Souveräne Entscheidung
Venezuela: Regierungslager gewinnt Parlamentswahl eindeutig. Rechte Opposition verliert Kontrolle über Nationalversammlung
Von Frederic Schnatterer
Das neben der regierenden PSUV acht weitere Parteien umfassende Bündnis »Großer Patriotischer Pol« hat die Parlamentswahl in Venezuela am Sonntag klar gewonnen. Das teilte der Nationale Wahlrat (CNE) in der Nacht zum Montag nach Auszählung von 82,35 Prozent der abgegebenen Stimmen mit. Bei einer Pressekonferenz erklärte die CNE-Vorsitzende Indira Alfonzo, 67,6 Prozent hätten das Regierungslager gewählt. Weit abgeschlagen folgt auf dem zweiten Platz das Oppositionsbündnis der moderaten Rechten, »Demokratische Allianz«, mit etwa 18 Prozent. Weitere rechtsoppositionelle Kandidaten kamen auf ungefähr zwölf Prozent. Die »Revolutionäre Volksalternative«, an der auch die Kommunistische Partei beteiligt ist, erreichte 2,73 Prozent.
An der Wahl, die von einer schweren Wirtschaftskrise und der Coronapandemie geprägt war, beteiligten sich laut CNE rund 31 Prozent der insgesamt mehr als 20 Millionen Abstimmungsberechtigten. Die neugewählten Abgeordneten der Nationalversammlung nehmen planmäßig am 5. Januar 2021 ihre Sitze ein, ihr Mandat gilt für fünf Jahre. Da die Kombination aus Mehrheits- und Verhältniswahlrecht tendenziell die stärkste Kraft bevorzugt, kann das Regierungslager mit einer Zweidrittelmehrheit im neuen Parlament rechnen.
Mit der Parlamentswahl verliert die rechte Opposition nunmehr auch die letzte Institution, in der sie noch über eine Mehrheit verfügt hat. 2015 hatte sie die Kontrolle über die Nationalversammlung übernommen.
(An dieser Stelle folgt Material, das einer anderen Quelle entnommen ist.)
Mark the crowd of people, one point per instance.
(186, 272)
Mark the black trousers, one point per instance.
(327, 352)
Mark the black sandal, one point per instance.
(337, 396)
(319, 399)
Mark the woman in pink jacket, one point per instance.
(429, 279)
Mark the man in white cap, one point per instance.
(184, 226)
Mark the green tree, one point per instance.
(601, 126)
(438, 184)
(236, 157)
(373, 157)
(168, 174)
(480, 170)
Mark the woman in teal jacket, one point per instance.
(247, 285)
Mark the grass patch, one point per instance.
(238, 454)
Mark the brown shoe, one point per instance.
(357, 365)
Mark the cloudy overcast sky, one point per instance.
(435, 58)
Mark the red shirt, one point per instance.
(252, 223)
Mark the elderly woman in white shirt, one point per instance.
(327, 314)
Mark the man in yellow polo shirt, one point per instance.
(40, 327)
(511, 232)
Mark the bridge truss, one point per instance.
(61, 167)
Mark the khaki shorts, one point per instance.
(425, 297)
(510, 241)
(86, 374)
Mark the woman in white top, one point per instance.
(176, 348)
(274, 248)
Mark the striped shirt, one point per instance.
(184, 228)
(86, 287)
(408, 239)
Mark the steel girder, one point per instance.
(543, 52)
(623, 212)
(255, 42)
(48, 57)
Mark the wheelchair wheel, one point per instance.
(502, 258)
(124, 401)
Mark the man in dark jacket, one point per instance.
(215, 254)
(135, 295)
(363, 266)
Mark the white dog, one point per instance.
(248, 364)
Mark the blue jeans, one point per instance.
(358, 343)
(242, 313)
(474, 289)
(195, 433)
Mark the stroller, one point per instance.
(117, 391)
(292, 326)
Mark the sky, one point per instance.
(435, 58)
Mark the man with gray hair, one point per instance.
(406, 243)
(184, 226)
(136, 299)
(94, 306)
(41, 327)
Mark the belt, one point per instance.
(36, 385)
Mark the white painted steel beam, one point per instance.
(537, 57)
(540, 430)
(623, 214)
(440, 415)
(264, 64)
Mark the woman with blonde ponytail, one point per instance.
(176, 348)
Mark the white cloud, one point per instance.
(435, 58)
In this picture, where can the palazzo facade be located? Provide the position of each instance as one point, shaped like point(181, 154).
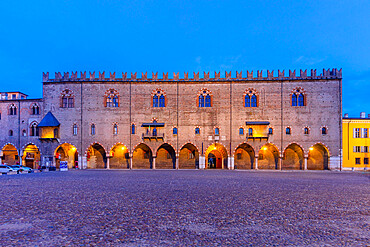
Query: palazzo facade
point(261, 121)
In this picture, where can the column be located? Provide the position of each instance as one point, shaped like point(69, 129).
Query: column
point(108, 162)
point(256, 162)
point(230, 163)
point(153, 162)
point(280, 167)
point(305, 163)
point(202, 162)
point(177, 162)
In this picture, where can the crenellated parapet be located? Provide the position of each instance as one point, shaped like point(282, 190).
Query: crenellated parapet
point(66, 76)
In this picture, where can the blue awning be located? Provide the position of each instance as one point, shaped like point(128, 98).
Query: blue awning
point(49, 121)
point(257, 123)
point(152, 125)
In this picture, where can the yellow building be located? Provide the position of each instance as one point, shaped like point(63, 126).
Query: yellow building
point(356, 142)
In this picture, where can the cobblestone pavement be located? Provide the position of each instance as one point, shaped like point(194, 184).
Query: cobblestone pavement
point(185, 208)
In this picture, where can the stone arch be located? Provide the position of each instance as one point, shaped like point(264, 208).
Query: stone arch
point(142, 157)
point(216, 156)
point(165, 157)
point(244, 156)
point(31, 156)
point(66, 152)
point(268, 157)
point(10, 155)
point(96, 157)
point(119, 157)
point(189, 157)
point(318, 157)
point(293, 158)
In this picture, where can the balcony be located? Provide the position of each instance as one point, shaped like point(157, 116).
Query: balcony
point(153, 136)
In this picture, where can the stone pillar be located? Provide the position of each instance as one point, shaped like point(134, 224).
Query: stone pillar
point(230, 163)
point(108, 158)
point(202, 162)
point(334, 163)
point(280, 166)
point(84, 162)
point(305, 162)
point(153, 162)
point(256, 162)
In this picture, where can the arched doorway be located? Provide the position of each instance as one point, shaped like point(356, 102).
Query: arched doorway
point(244, 157)
point(31, 156)
point(293, 158)
point(318, 157)
point(216, 157)
point(142, 157)
point(10, 155)
point(189, 157)
point(66, 152)
point(268, 157)
point(119, 157)
point(166, 157)
point(96, 157)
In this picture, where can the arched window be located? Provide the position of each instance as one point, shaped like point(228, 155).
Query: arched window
point(298, 97)
point(35, 109)
point(247, 101)
point(217, 131)
point(75, 129)
point(159, 98)
point(155, 101)
point(161, 101)
point(250, 132)
point(67, 99)
point(92, 129)
point(254, 101)
point(250, 98)
point(111, 98)
point(205, 98)
point(208, 101)
point(56, 133)
point(34, 130)
point(294, 99)
point(201, 100)
point(12, 110)
point(115, 129)
point(301, 100)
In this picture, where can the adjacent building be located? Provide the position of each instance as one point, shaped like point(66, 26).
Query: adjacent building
point(356, 142)
point(255, 121)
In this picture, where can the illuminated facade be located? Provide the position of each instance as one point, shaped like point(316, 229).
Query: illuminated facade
point(252, 122)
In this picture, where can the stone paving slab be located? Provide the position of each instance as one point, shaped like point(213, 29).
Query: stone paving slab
point(185, 208)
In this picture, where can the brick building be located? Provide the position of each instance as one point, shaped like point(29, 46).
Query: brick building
point(243, 122)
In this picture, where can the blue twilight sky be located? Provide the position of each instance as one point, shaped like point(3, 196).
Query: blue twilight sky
point(178, 36)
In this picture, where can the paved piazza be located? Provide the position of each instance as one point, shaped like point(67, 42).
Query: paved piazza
point(196, 208)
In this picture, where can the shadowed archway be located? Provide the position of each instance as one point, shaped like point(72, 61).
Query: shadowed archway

Anfang 2019 rief sich der zu diesem Zeitpunkt das Amt des Parlamentspräsidenten ausübende Juan Guaidó zum »Übergangspräsidenten« aus. Trotz immer weiter schwindenden Einflusses hält er auch zwei Jahre später an dieser Rolle als »Oppositionsführer« fest.
Guaidó sowie die rechtesten Teile der Opposition hatten bereits im Vorfeld der Wahl von »Betrug« gesprochen und dazu aufgerufen, der Abstimmung fernzubleiben. Statt dessen setzt der selbsternannte »Interimspräsident« auf eine »Volksbefragung« über die Zukunft des gewählten Präsidenten Nicolás Maduro. Seit vergangenem Sonnabend und noch bis zum 12. Dezember sind »Venezolaner im In- und Ausland« zur Stimmabgabe aufgerufen, für den kommenden Sonnabend ist eine Demonstration geplant.
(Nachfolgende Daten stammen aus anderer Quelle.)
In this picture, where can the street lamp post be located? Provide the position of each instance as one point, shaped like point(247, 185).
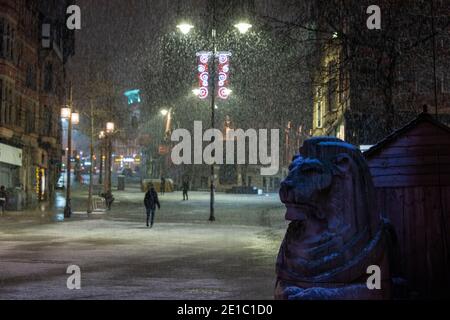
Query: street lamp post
point(72, 118)
point(109, 131)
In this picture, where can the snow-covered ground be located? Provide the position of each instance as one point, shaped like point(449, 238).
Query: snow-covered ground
point(183, 257)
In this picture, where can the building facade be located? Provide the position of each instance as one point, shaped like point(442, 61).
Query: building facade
point(32, 91)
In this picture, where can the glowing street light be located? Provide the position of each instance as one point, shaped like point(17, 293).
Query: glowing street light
point(65, 113)
point(243, 27)
point(185, 28)
point(75, 118)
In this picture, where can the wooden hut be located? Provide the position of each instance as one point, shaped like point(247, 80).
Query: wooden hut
point(411, 173)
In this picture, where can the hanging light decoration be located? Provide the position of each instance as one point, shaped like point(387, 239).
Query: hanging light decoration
point(203, 74)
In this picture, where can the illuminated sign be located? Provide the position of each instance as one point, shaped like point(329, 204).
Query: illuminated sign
point(133, 96)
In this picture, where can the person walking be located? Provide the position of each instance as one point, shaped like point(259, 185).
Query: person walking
point(3, 198)
point(185, 190)
point(163, 185)
point(150, 202)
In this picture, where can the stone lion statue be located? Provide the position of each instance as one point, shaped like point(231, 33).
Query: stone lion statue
point(335, 232)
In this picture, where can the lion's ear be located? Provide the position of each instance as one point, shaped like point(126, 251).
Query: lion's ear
point(342, 163)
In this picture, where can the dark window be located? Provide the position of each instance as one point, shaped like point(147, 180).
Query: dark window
point(47, 122)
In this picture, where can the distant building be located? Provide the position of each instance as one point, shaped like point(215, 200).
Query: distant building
point(32, 91)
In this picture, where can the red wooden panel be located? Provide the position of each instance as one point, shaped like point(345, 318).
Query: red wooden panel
point(411, 181)
point(380, 162)
point(410, 170)
point(419, 239)
point(435, 249)
point(408, 227)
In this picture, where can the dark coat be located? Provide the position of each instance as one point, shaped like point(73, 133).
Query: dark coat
point(151, 200)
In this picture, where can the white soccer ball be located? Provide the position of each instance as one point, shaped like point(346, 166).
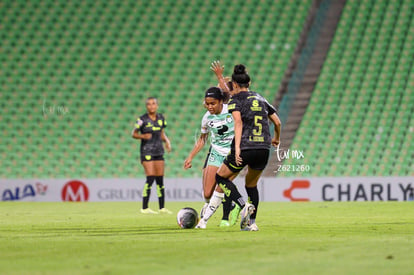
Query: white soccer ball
point(187, 218)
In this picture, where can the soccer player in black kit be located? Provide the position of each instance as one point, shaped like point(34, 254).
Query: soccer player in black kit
point(149, 128)
point(251, 144)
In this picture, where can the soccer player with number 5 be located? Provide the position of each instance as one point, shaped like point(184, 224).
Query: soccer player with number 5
point(251, 114)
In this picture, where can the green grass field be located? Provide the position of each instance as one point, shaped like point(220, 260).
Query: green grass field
point(294, 238)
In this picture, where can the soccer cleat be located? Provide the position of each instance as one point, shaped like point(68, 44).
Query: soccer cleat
point(234, 215)
point(164, 211)
point(247, 210)
point(148, 211)
point(224, 223)
point(253, 227)
point(202, 224)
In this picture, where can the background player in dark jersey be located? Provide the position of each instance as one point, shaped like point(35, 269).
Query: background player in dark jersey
point(149, 128)
point(251, 114)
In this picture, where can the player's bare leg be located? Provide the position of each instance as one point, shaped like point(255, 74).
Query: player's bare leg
point(252, 177)
point(159, 179)
point(149, 169)
point(215, 201)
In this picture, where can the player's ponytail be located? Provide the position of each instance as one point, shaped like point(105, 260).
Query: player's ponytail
point(215, 92)
point(240, 76)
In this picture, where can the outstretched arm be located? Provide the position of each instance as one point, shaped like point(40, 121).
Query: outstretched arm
point(218, 70)
point(276, 121)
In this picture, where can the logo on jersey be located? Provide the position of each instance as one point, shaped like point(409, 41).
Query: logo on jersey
point(139, 123)
point(229, 118)
point(255, 106)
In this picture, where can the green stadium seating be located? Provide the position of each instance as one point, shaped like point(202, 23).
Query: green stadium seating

Nach Bekanntgabe des vorläufigen Ergebnisses gratulierte Maduro dem venezolanischen Volk zum Wahltag. In einem auf seinem Twitter-Account veröffentlichten Video erklärte der Staatschef: »Wir haben eine neue Nationalversammlung, wir haben einen gewaltigen und gigantischen Sieg errungen.« Zugleich betonte er, die Abstimmung stelle »ohne Zweifel« einen »großen Sieg für die Demokratie« dar. Nun müsse auch die Opposition »mit einer Stimme« die neue US-Regierung unter Joseph Biden dazu auffordern, »alle Sanktionen aufzuheben«.
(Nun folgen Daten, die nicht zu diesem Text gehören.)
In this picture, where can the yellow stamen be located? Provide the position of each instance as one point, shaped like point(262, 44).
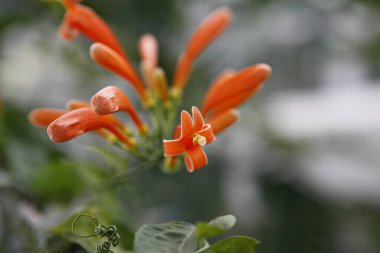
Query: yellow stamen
point(199, 139)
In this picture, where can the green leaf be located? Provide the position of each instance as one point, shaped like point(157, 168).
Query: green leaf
point(171, 237)
point(236, 244)
point(215, 227)
point(83, 227)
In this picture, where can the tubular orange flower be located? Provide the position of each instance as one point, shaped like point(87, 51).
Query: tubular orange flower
point(208, 30)
point(44, 116)
point(82, 19)
point(236, 89)
point(148, 48)
point(223, 120)
point(194, 135)
point(80, 121)
point(111, 99)
point(111, 60)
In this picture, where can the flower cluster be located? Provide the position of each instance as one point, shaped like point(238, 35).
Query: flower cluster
point(162, 100)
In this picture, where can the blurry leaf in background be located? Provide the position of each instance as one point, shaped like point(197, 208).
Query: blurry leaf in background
point(56, 181)
point(169, 237)
point(215, 227)
point(236, 244)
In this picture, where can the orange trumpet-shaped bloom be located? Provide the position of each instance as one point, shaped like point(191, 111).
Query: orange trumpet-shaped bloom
point(112, 99)
point(44, 116)
point(236, 89)
point(76, 104)
point(223, 120)
point(82, 19)
point(148, 48)
point(194, 135)
point(111, 60)
point(80, 121)
point(207, 31)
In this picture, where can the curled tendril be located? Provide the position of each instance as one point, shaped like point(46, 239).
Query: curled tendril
point(100, 230)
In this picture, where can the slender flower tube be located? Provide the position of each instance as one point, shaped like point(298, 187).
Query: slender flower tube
point(82, 19)
point(111, 60)
point(76, 104)
point(148, 48)
point(207, 31)
point(236, 89)
point(223, 120)
point(44, 116)
point(112, 99)
point(194, 135)
point(80, 121)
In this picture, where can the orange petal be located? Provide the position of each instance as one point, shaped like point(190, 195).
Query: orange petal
point(207, 132)
point(80, 121)
point(186, 124)
point(206, 32)
point(197, 118)
point(111, 60)
point(236, 89)
point(173, 147)
point(82, 19)
point(148, 47)
point(112, 99)
point(195, 158)
point(44, 116)
point(223, 120)
point(76, 104)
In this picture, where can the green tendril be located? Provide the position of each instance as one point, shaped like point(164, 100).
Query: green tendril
point(110, 232)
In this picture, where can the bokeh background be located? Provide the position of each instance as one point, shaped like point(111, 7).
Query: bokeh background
point(300, 171)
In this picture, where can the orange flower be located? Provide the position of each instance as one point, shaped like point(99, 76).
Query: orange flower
point(80, 121)
point(235, 89)
point(148, 48)
point(194, 135)
point(82, 19)
point(111, 60)
point(223, 120)
point(111, 99)
point(208, 30)
point(44, 116)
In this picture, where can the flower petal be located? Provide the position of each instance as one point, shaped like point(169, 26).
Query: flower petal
point(111, 60)
point(236, 89)
point(207, 31)
point(197, 118)
point(187, 127)
point(173, 147)
point(195, 158)
point(112, 99)
point(77, 122)
point(208, 133)
point(223, 120)
point(44, 116)
point(148, 47)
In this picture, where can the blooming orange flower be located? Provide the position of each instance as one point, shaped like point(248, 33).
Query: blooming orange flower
point(207, 31)
point(80, 121)
point(226, 93)
point(194, 135)
point(111, 99)
point(111, 60)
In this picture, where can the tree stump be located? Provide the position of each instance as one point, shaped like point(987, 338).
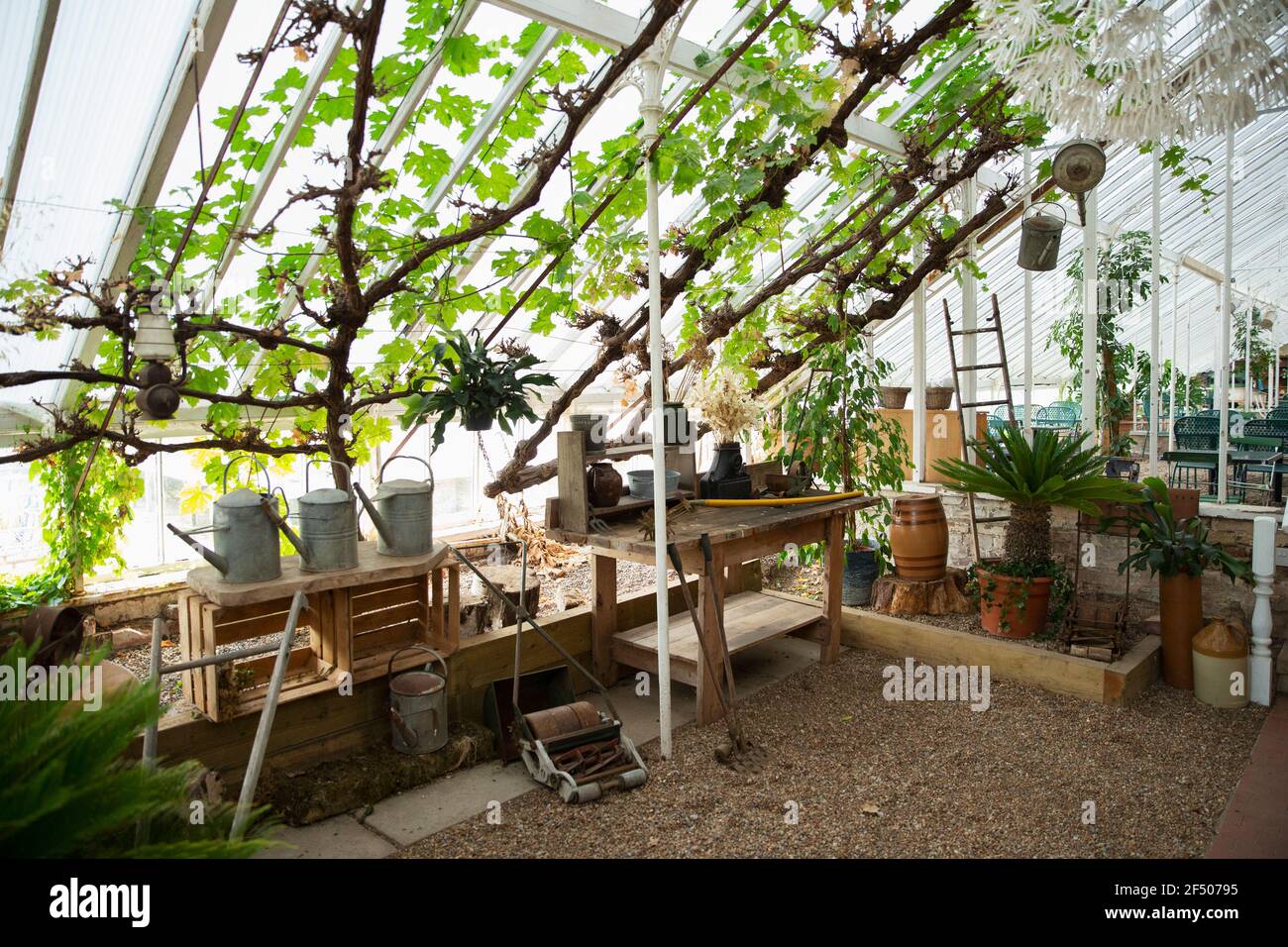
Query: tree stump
point(478, 611)
point(900, 595)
Während unter anderem die Europäische Union die Einladung zur Entsendung von Wahlbeobachtern ausgeschlagen hatte, folgten mehr als 34 Staaten dem Ruf aus Caracas. Knapp 1.500 Beobachter und 300 Repräsentanten wachten am Sonntag über einen geregelten und fairen Ablauf der Abstimmung – unter ihnen Spaniens früherer Regierungschef José Luis Rodríguez Zapatero. Der forderte Brüssel dazu auf, den Kurs gegenüber Venezuela zu überdenken. Die vergangenen Jahre hätten klargemacht, dass »Sanktionen nicht weiterhelfen«. Statt dessen brauche es einen »Ton des Respekts und der Nichteinmischung«.